The New York law applies to LLC owners of residential properties of up to four units. But some attorneys worry that because the law refers to "property containing one- to four-family dwelling units," it could be construed to mean any residential buildings as long as some units are one-family.
"Nobody knows what to do," said Stuart Saft, a Manhattan real estate attorney who is now suggesting his clients switch to other forms of companies like trusts or limited partnerships to avoid the law's "confusing draftsmanship."
The state bar association warned attorneys about the confusion, noting that disclosing all related parties could create a vast amount of information that would not fit on the current form used by counties to report real estate transactions to the state.

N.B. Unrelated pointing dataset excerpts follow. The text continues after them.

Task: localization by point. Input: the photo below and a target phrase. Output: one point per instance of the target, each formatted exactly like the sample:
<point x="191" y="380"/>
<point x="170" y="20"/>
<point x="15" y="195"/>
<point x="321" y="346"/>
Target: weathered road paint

However, New York's county clerks, who are expected to record the new information, will interpret the law as intended, to apply only to LLC owners of fewer than five units, said Mark Lavigne, deputy director of the New York State Association of Counties.
"There won't really be a change in our process," LaVigne said.
And Saft said attorneys have no problems with the stated intent of the law, which replicates an existing New York City law.
"There should be a point of contact with the landlord, absolutely," Saft said. "The intent is to deal with the homes that went into default and getting them cleaned up. That's fine."
'One More Tool'
The New York law can "bring transparency to real estate transactions involving LLCs and remove a level of anonymity that allows owners to avoid liability," said Democratic state Sen. Alessandra Biaggi, a co-sponsor.
The bill passed the state Senate 42-20 with mostly Democratic support. All 20 "no" votes were Republicans, none of whom responded when contacted by Stateline.